The Savages

Jon und Wendy Savage (Philip Seymour Hoffman und Laura Linney), beide um die 40, haben ihren Vater Lenny (Philip Bosco) seit Jahren nicht gesehen. Während der Kindheit hat er sie schlecht behandelt, die Mutter ist irgendwann abgehauen. Doch nun ist Lenny dement und hat Parkinson, so dass die beiden beginnen müssen, Verantwortung zu übernehmen.

In „The Savages“ nimmt sich Regisseurin Tamara Jenkins den ernsten Themen der Altenpflege, des Dementwerdens und auch des Sterbens von Elternteilen an. Überraschenderweise macht sie daraus weniger einen Film über das Abschiednehmen als über das Erwachsenwerden. Die aus den schwer verdaulichen Themen resultierende Trostlosigkeit durchzieht sie dabei immer wieder mit wunderbarem Humor, der nie unangebracht wirkt.

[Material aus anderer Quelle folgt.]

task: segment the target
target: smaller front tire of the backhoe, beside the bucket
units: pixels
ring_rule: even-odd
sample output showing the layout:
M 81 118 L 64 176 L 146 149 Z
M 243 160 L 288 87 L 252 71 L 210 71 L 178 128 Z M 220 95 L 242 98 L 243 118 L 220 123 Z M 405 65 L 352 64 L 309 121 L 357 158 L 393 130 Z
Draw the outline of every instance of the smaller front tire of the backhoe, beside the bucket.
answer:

Meine Faszination für „The Savages“ ergibt sich in erster Linie durch die feine Charakterzeichnung: Wendy und Jon sind in keiner Weise perfekt. Wendy hat einen Bürojob, der sie nicht glücklich macht. Sie schreibt semi-autobiographische Theaterstücke, für welche sie allerdings keine Finanzierung bekommt. Schon von ihrem Vater wurde ihr Talent nie geschätzt. Ihr „Freund“ ist einer verheirateter Mann, sie schluckt diverse Pillen gegen Ängste, Depressionen und Schmerzen. Jon lehrt an einem College und ist mit der Publikation eines Buches über Brechts „Episches Theater“ beschäftigt. Seit mehr als drei Jahren ist er mit der Polin Kasia liiert, welche wegen eines auslaufenden Visums zurück nach Polen muss. In seiner Kindheit wurde er von seinem Vater geschlagen und distanzierte sich seitdem von Emotionen, von Beziehungen. So ist es ihm auch unmöglich, Kasia zu heiraten, damit sie bei ihm bleiben kann.

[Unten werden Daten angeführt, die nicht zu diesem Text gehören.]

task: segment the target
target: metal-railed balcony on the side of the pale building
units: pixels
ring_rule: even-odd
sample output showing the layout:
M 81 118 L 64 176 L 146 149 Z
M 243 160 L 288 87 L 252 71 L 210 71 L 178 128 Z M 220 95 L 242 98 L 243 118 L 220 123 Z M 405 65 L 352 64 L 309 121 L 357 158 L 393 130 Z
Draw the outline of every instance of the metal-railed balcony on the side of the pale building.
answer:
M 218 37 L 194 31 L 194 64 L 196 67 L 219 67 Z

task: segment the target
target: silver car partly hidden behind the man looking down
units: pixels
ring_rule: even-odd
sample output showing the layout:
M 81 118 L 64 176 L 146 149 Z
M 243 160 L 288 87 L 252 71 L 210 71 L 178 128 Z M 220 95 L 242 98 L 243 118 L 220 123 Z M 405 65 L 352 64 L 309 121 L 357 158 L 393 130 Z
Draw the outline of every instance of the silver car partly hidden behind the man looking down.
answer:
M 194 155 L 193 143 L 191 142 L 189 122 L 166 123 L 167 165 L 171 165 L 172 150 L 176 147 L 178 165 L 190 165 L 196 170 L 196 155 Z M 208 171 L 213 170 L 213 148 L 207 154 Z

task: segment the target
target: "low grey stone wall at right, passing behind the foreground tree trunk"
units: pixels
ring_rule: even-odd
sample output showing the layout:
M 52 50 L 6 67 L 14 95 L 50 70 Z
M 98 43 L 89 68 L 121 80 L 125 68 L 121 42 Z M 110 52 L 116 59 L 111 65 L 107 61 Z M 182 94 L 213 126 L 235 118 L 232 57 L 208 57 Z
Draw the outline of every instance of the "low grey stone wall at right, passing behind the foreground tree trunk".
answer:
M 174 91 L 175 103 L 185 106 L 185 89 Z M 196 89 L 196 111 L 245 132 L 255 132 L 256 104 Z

Brechts „Episches Theater“ will eine Distanz zwischen Publikum und Bühne schaffen, die es dem Zuschauer ermöglicht, das Geschehen zu hinterfragen und darüber nachzudenken. Im Gegensatz zum Dramatischen Theater in der Tradition von Aristoteles werden Gefühle größtenteils vermieden. Jon lebt zu Beginn die Vorstellung vom epischen Theater. Die Wandlung seines Charakters wird in einer Szene besonders schön veranschaulicht: Wendy inszeniert ein Theaterstück über ihre Kindheit; auf der Bühne ist zu sehen, wie der Vater (Lenny) das Kind (Jon) in der Küche verprügelt. Das Kind reagiert aber kaum darauf, sondern fliegt einfach davon, es distanziert sich vom Geschehen. Mit Jon, der die Probe der Szene beobachtet, passiert genau das, was im Brechtschen Theater nicht passieren sollte: Er wird emotional berührt und überwindet die Distanz zu seinen Gefühlen.

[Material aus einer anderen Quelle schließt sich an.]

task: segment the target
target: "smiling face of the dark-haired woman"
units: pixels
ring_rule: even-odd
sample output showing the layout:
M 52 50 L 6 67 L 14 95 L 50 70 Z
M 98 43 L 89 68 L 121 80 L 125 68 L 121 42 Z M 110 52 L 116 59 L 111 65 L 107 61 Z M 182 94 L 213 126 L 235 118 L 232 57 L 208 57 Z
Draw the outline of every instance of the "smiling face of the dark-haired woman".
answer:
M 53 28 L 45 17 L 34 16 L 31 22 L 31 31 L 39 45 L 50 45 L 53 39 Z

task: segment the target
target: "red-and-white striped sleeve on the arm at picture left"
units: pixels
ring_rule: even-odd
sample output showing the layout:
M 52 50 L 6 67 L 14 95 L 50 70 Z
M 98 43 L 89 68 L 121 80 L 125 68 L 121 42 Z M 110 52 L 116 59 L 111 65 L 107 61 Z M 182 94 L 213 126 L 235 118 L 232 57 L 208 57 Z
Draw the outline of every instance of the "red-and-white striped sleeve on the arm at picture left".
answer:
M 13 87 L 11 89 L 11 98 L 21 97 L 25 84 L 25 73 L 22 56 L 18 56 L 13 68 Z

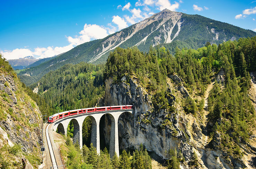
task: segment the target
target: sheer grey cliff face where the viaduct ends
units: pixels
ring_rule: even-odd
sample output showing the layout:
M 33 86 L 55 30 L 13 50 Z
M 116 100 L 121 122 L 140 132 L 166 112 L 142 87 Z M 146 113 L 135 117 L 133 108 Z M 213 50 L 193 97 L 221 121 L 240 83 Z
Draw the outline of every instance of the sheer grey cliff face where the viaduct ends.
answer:
M 163 159 L 167 159 L 166 152 L 169 149 L 180 149 L 185 159 L 190 159 L 192 146 L 186 143 L 184 131 L 181 129 L 185 128 L 182 121 L 184 118 L 180 119 L 179 115 L 172 114 L 168 117 L 170 123 L 166 125 L 168 113 L 164 110 L 153 111 L 151 96 L 137 80 L 122 80 L 121 83 L 115 84 L 111 78 L 107 79 L 104 98 L 105 105 L 134 106 L 133 116 L 124 113 L 119 118 L 119 147 L 136 149 L 142 143 L 148 151 L 154 151 Z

Vielleicht ist es kein Zufall, dass die Protagonisten ihre Vornamen mit den Darling-Geschwistern aus „Peter Pan“ teilen. Im Nimmerland haben diese die Chance, immer Kind zu bleiben; doch genau wie die beiden Kinder erkennen Jon und Wendy in „The Savages“, dass sie erwachsen werden müssen. Ein perfektes Leben werden die beiden allzu schnell wohl nicht haben, aber immerhin machen sie erste Schritte, um ihre Angelegenheiten zu ordnen und Verantwortung zu übernehmen.

Zum Leben erweckt werden die Charaktere von dem immer großartigen Philip Seymour Hoffman (Doubt, The Boat That Rocked, Synecdoche, New York) und der wunderbaren Laura Linney (You Can Count On Me, Kinsey), die hierfür ihre dritte Oscarnominierung erhielt. Ihr Spiel wirkt so natürlich, dass ich mir wünsche, mehr von Jon und Wendy Savage kennenzulernen.

„The Savages“ ist ein leiser, ehrlicher Film, in dem zwar nicht viel passiert, dessen Charaktere ihm aber dafür aber umso mehr Leben einhauchen. Bitte mehr davon!